Los antiguos griegos y romanos calendarizaron el tiempo apoyados en influencias tan lejanas como la babilónica y la egipcia, cuyos avances tenían como base la religión y la astronomía. En el caso de los griegos se dio la combinación de la interpretación de los ciclos mensuales de la Luna, y de los movimientos de traslación y rotación de la Tierra con respecto al Sol, dando paso a calendarios lunisolares como el argoliano, el ático, el civil, el corintio, el cretense, y los de otras regiones. De los romanos, vale citar los calendarios solares de Rómulo, Numa Pompilio y del emperador Julio César, quien estableció un calendario que iniciaba en marzo, con 12 meses y 365 días. Su vigencia se extendió hasta 1582, cuando el papa Gregorio XIII, en procura de que “el año civil se aproximara más al calendario solar”, y de que la celebración del Año Nuevo coincidiera con el inicio de las gestiones oficiales relevantes, estableció el 1 de enero como la fecha de inicio de cada año.

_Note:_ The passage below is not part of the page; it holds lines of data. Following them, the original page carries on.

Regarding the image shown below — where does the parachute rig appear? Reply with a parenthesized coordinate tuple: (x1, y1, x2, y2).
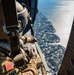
(0, 0, 51, 75)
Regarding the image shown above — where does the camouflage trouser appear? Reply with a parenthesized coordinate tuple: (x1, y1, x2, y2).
(0, 52, 42, 75)
(22, 54, 42, 75)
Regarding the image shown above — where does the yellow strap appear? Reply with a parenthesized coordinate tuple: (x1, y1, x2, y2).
(22, 66, 38, 75)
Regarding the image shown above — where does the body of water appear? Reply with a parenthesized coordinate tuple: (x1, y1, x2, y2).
(38, 0, 74, 47)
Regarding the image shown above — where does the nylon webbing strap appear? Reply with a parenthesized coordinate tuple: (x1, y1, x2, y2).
(58, 19, 74, 75)
(31, 0, 38, 24)
(1, 0, 20, 57)
(1, 0, 18, 30)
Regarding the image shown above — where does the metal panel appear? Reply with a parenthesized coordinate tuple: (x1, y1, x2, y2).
(58, 19, 74, 75)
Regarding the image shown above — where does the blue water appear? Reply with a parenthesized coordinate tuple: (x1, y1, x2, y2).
(38, 0, 63, 17)
(37, 0, 74, 47)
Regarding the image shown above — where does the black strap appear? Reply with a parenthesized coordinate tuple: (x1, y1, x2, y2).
(1, 0, 20, 57)
(1, 0, 18, 29)
(23, 24, 34, 36)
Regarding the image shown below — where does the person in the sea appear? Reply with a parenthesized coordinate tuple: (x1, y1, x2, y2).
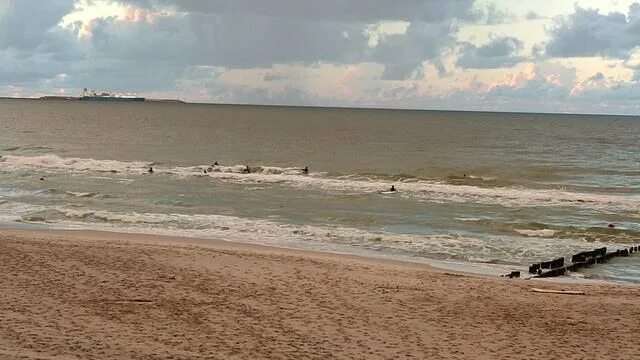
(213, 161, 219, 166)
(148, 167, 154, 174)
(390, 185, 396, 192)
(243, 165, 251, 174)
(302, 166, 309, 175)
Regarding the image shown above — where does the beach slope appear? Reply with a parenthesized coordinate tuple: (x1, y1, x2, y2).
(0, 230, 638, 359)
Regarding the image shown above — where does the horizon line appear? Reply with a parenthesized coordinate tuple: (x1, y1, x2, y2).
(1, 95, 639, 118)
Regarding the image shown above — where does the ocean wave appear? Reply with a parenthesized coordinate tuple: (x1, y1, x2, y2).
(0, 186, 112, 200)
(34, 189, 114, 200)
(0, 187, 36, 198)
(514, 229, 557, 237)
(511, 222, 640, 243)
(1, 145, 55, 153)
(3, 203, 615, 264)
(0, 154, 150, 174)
(2, 154, 639, 212)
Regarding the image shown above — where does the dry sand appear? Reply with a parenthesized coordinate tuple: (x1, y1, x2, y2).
(0, 229, 639, 360)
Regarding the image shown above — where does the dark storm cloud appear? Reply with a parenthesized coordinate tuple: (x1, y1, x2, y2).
(0, 0, 79, 87)
(371, 22, 456, 80)
(5, 0, 578, 112)
(0, 50, 66, 84)
(546, 3, 640, 58)
(88, 13, 368, 68)
(456, 37, 524, 69)
(85, 1, 477, 80)
(0, 0, 485, 92)
(0, 0, 76, 51)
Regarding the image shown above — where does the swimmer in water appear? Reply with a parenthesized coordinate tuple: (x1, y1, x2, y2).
(302, 166, 309, 175)
(244, 165, 251, 174)
(390, 185, 396, 192)
(148, 167, 154, 174)
(213, 161, 219, 166)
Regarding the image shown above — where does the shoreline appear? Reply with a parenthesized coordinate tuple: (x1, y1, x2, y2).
(0, 227, 471, 276)
(1, 227, 639, 359)
(2, 226, 634, 286)
(0, 226, 530, 281)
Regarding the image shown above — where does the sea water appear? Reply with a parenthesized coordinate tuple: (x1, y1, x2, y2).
(1, 99, 639, 283)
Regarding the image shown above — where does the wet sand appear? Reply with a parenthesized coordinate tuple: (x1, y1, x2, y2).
(0, 229, 639, 359)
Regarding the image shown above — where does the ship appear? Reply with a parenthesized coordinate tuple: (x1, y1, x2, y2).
(80, 88, 145, 102)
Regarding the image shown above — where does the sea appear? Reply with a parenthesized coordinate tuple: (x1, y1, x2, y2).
(1, 99, 639, 283)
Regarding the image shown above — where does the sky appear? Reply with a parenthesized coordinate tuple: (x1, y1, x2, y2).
(3, 0, 640, 114)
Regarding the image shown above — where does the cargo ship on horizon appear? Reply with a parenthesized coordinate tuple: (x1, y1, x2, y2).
(80, 88, 145, 102)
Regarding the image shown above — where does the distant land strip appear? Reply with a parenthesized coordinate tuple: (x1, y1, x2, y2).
(0, 96, 185, 104)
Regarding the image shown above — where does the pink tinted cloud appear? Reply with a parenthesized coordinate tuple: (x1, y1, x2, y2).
(479, 62, 574, 94)
(121, 5, 165, 24)
(570, 73, 612, 96)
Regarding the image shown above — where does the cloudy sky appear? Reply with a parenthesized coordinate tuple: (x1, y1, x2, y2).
(3, 0, 640, 114)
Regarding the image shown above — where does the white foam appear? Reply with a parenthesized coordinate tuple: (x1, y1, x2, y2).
(5, 204, 617, 265)
(514, 229, 557, 237)
(0, 201, 46, 222)
(0, 154, 149, 174)
(3, 154, 639, 212)
(455, 217, 484, 222)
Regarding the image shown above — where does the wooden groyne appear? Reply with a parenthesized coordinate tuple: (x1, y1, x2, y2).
(503, 245, 640, 279)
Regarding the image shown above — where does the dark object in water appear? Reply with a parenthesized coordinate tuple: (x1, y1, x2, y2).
(566, 263, 580, 272)
(608, 223, 615, 228)
(532, 244, 640, 278)
(571, 248, 605, 263)
(502, 271, 521, 279)
(539, 267, 566, 278)
(571, 253, 586, 263)
(550, 257, 564, 269)
(302, 166, 309, 175)
(529, 263, 540, 274)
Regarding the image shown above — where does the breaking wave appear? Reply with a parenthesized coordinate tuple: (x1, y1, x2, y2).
(3, 202, 615, 265)
(1, 154, 639, 212)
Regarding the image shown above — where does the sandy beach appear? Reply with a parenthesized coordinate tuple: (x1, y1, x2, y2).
(0, 229, 639, 360)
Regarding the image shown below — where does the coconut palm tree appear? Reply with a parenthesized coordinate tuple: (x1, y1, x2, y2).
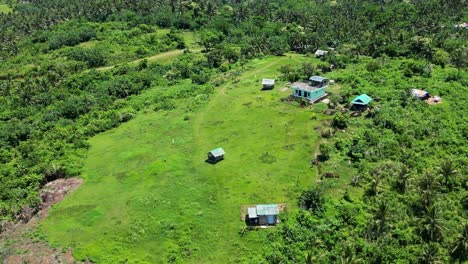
(419, 243, 442, 264)
(450, 223, 468, 263)
(437, 159, 458, 191)
(394, 165, 411, 194)
(419, 206, 445, 242)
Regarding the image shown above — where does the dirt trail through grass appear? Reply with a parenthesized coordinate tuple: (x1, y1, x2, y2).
(97, 48, 202, 71)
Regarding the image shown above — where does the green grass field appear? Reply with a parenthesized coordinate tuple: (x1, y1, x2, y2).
(42, 55, 330, 263)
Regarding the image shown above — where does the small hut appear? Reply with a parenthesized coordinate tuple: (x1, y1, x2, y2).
(207, 147, 224, 163)
(411, 89, 431, 100)
(351, 94, 373, 111)
(314, 49, 328, 57)
(262, 79, 275, 90)
(247, 204, 279, 226)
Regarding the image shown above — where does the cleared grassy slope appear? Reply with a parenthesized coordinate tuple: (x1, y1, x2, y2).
(42, 55, 328, 263)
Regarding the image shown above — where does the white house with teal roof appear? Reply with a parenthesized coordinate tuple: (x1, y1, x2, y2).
(291, 76, 329, 102)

La difusión de esta iniciativa, conocida como el calendario gregoriano, impuso en América la celebración del Año Nuevo en la fecha referida. En sus inicios contó con el apoyo del rey Felipe II gracias a su conexión con el Papa. Desde hace casi cuatro siglos y medio, aunque con el eclipse ocasional de guerras, hambrunas y pandemias, asistimos a la convocatoria familiar de las fiestas de espera del nuevo año. Siempre nos acompañan las tradiciones más variadas y el deseo de alejar las penas, renovar el amor por los demás y atesorar la prosperidad, sin que se quede la lista con orientación no individual. Todo un mundo simbólico, en el que estelarizan el agua, el fuego, los colores con sentido variado, maletas, campanadas y alimentos, viste esas y otras aspiraciones. Afortunadamente, estas se fortalecen al saber que podemos tener diferentes tradiciones, pero siempre con los mismos sueños, aquellos que propugnan por la justicia sin paños y la equidad sin límites.